Оторвались только к ночи – измотанные, израненные, злые. Я рухнул на землю, зашипел из‑за импульса в ухе, прикрыл глаза и выдохнул. Руки и ноги дрожали, воздух распирал горящие огнем легкие, напряжение отпускало, и на его место приходили пустота и осознание.
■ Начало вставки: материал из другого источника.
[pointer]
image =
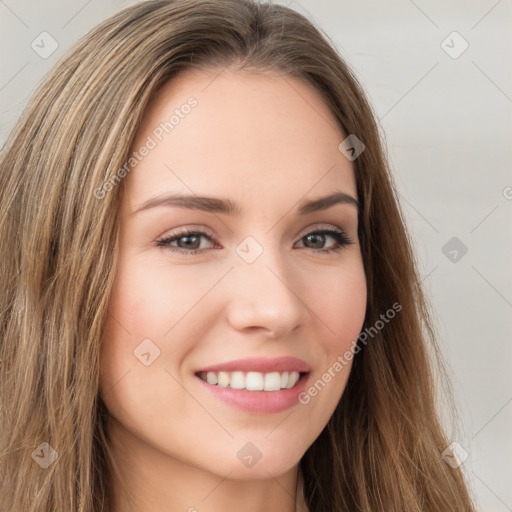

Нету больше политрука. Некому будет толкать унылые, вымученные, но одновременно странно эффективные хотя бы как повод для подколок речи. Некому будет находить слова тогда, когда больше ни у кого их нет. Я – командир. Я могу приказать, повести, сделать так, чтобы побольше моих выжило там, где выжить не должен был никто. А говорить с людьми так, чтобы у них в душе что‑то поворачивалось, наполняло верой и заставляло держаться – этого я не умею, а Мальцев умел хорошо.
– Плохо без политрука будет, – сказал я тихо, не сразу заметив, что говорю вслух.
– Плохо, – согласился Калюжный. – Привыкли к Семёну Игнатьичу. И не похоронили даже… – он сжал зубы. – Кто теперь нас уму‑разуму…
Он не договорил. Повисла наполненное одышкой и болезненным шипением тишина. Потом из темноты подал голос Лев:
– Я – не Мальцев. И не политрук, не обучали этому. Но я тоже коммунист. Партийный, с тридцать пятого. Знаю, как классовая борьба устроена, и знаю, что наше дело – правое!
Я посмотрел на него – на щуплого, в очках на бечёвке, перепачканного кровью и землёй сапёра, которого мы вытащили из подвала, откуда он неизбежно попал бы в концлагерь. И подумал, что, может, и не зря его судьба к нам прибила. Что место Мальцева не займёт никто, но эту ношу – говорить с людьми, держать дух – кто‑то, может, и подхватит. По‑своему.
– Попробуй, Лев Яковлевич, – сказал я. – Лишним не будет.
– Пробуй, Лёва, – поддержал Калюжный.
– Раз немец евреев изничтожить хочет, значит ты нам – первый союзник! – удивил Гурьев.
Нас снова стало восемь. Восемь, с пулемётом, с трофеями, израненных, и ухо отстреленное мне теперь носить до конца моих дней, сколько бы их не осталось.
Я повернул голову и посмотрел на оплаченный дорогой ценой пулемет. Война не спрашивает, она просто берет, а нам придется и дальше выгрызать у нее то, что поможет выжить.